11 April 2016 10:43:04 IST

What does your social graph say?

Marketers are gauging your personalities through social analytics. But are they accurate?

At this year’s Adobe Summit, the larger than life annual digital marketing conference in Las Vegas, a big draw was IBM Watson’s booth at the experience zone. It was dishing out personality traits of people based on their social graphs.

Watson is the thirsty supercomputer that guzzles data from all sources and makes sense of it within seconds. It does a lot of things but at this booth, IBM was showcasing Watson’s cognitive analytics ability by figuring out ‘what-kind-of-a-person-are-you’ based on a person’s tweets, the language used and so on.

All I had to do was feed in my Twitter handle and within seconds, Watson threw up my behavioural profile. Much to my chagrin, it painted me as a disagreeable introvert! Watching my chastened face, the IBMer at the stall tried to pacify me, explaining that most people tend to post a lot of rants and negative stuff about brands on twitter, which is why they end up with poor scores on the “agreeable” quotient.

While this was just one microblogging site, Watson has the capability of charting an in-depth social graph using a number of behavioural data sources — Twitter, Facebook updates, transaction records, blogs, and profiles.

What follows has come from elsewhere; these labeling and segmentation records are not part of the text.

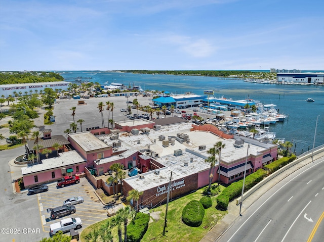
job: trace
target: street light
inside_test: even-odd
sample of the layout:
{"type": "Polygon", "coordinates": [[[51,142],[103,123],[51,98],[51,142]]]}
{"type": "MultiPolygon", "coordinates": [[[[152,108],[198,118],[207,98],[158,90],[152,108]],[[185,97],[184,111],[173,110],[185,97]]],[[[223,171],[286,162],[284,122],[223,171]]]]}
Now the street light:
{"type": "Polygon", "coordinates": [[[245,166],[244,167],[244,176],[243,177],[243,186],[242,187],[242,195],[241,196],[241,202],[239,204],[239,216],[242,216],[242,214],[241,214],[241,208],[242,208],[242,204],[243,203],[243,192],[244,192],[244,183],[245,183],[245,177],[247,174],[247,164],[248,164],[248,155],[249,155],[249,148],[250,144],[248,145],[247,157],[245,159],[245,166]]]}
{"type": "Polygon", "coordinates": [[[316,118],[316,125],[315,126],[315,133],[314,133],[314,142],[313,142],[313,149],[312,150],[312,162],[313,162],[313,153],[314,153],[314,147],[315,147],[315,137],[316,137],[316,130],[317,128],[318,117],[319,117],[319,115],[317,115],[317,117],[316,118]]]}

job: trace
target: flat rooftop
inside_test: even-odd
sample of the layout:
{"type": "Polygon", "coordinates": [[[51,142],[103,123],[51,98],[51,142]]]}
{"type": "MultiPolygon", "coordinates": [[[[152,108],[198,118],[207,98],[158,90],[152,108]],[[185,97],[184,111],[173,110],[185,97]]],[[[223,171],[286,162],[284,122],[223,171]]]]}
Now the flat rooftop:
{"type": "Polygon", "coordinates": [[[60,153],[60,156],[45,159],[42,161],[42,164],[22,167],[21,171],[23,175],[59,167],[65,167],[69,165],[72,166],[86,162],[87,160],[84,159],[76,151],[72,151],[60,153]]]}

Basically, it is sniffing at the heels of your entire digital footprint.

It can point out who the customers are, who would more likely propagate brand information, which shoppers are given to using discount coupons and responding favourably to advertising, as well as singling out people who might say negative things about a brand.

Social graphs

Ever since Facebook came up with social graphs a few years ago, there’s been lots of work in this area. But what are social graphs?

To put it simply, when you go on a food review site like Zomato, and if you happen to be signed in through Facebook, the reviews of restaurants posted by your friends will pop up first because Zomato uses Facebook’s open graph.

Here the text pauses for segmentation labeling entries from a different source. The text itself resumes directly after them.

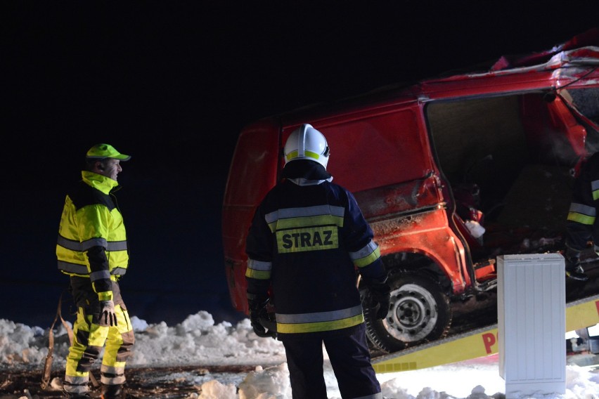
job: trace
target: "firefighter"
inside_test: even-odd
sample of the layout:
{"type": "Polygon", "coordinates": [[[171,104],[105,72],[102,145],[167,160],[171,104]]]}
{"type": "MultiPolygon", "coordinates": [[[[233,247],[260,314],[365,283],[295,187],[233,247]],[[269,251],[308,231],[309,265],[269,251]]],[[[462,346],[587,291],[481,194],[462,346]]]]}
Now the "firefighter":
{"type": "Polygon", "coordinates": [[[586,281],[588,276],[580,263],[581,251],[589,241],[599,254],[599,152],[593,154],[574,181],[572,202],[566,223],[566,275],[586,281]]]}
{"type": "Polygon", "coordinates": [[[86,155],[82,179],[68,191],[60,217],[56,256],[70,276],[77,305],[73,341],[67,356],[64,398],[91,398],[90,369],[103,348],[102,398],[125,397],[125,363],[134,344],[118,280],[129,263],[123,218],[113,192],[121,162],[131,157],[108,144],[86,155]]]}
{"type": "Polygon", "coordinates": [[[327,398],[323,344],[342,398],[381,399],[356,286],[359,272],[385,318],[389,289],[373,231],[353,195],[331,183],[320,131],[302,124],[283,152],[283,178],[257,209],[246,242],[254,331],[268,335],[260,315],[271,301],[294,399],[327,398]]]}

Social graphs open up the interlinked relationships in the digital world for companies and digital marketers to exploit because chances are, you will trust the review of someone you know more than that of a stranger.

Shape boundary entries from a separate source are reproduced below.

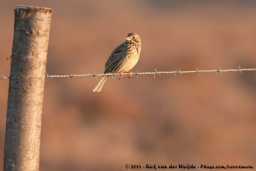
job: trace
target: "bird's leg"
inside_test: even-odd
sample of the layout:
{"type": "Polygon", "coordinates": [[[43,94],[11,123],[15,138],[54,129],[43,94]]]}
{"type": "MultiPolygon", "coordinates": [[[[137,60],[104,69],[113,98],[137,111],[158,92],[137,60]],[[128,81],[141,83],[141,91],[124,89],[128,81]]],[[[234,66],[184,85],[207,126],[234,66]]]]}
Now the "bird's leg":
{"type": "Polygon", "coordinates": [[[125,78],[125,77],[124,77],[124,73],[123,72],[116,72],[117,73],[120,73],[120,75],[121,76],[121,77],[120,77],[120,78],[118,78],[118,79],[120,79],[121,78],[125,78]]]}
{"type": "Polygon", "coordinates": [[[128,75],[129,75],[129,78],[128,78],[133,77],[132,77],[132,73],[131,72],[127,72],[126,71],[125,71],[124,72],[126,73],[128,73],[128,75]]]}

As IBM’s big data evangelist, James Kobielus posts in a blog, “Social graph analysis is most popular, thriving on the gusher of customer intelligence flowing from online communities of all shapes and sizes.”

He points out that social graphs can incorporate big data from not just social media but from B2C communities, B2B supply chains and so on. The graph models that are drawn up, help companies identify the likely behaviours of individuals in the context of groups, influence and other parameters.

How it can be used

Ecommerce companies are the ones who’ve used social graphs well to sell products. These websites integrate dozens of social graphs together to give you recommendations.

For instance, sites like Amazon or Flipkart offer you recommendations of books and products based on your preferences displayed in other sites. The more information you share across the web, the more you digitally handshake people, the richer your social graph will be. There are endless possibilities on what marketers can do today using social graphs.

At the summit, Melissa Lemberg, global partner of IBM Interactive Experience, pointed out that hoteliers could gauge what type of movies or books would appeal to a guest (through social viewing sites like Netflix for the former and Goodreads for the latter) checking into the property. The room can then be prepared accordingly, with preferred selection fed into the TV in the room, or on the bookshelf.

But that’s just the tip of the iceberg. American pharmacy chain CVS has apparently used Watson’s predictive analytics to help estimate which customers are at risk of chronic conditions like diabetes!

Boundaries of intrusion

Sounds a bit creepy, right? Every time you leave a bit of information about yourself on the internet, you are adding to your social graph.

But the question really is about how accurate these conclusions about you are. After all, machine analytics and artificial intelligences can goof up big time, as was seen with Microsoft’s chatbot Tay, that is on Twitter as @TayandYou . Holding real conversations, it put back as replies the racist insults that were fired at it. Microsoft had to bid a hasty retreat and took it offline.

Another case in point is American chain Target. Around three years ago, using its own store’s analytics and based on things a teen bought, Target had eerily figured out that she was pregnant — even before her father did.

Well, the social graph may tell you lots of things about yourself that you never even knew — or wanted others to know!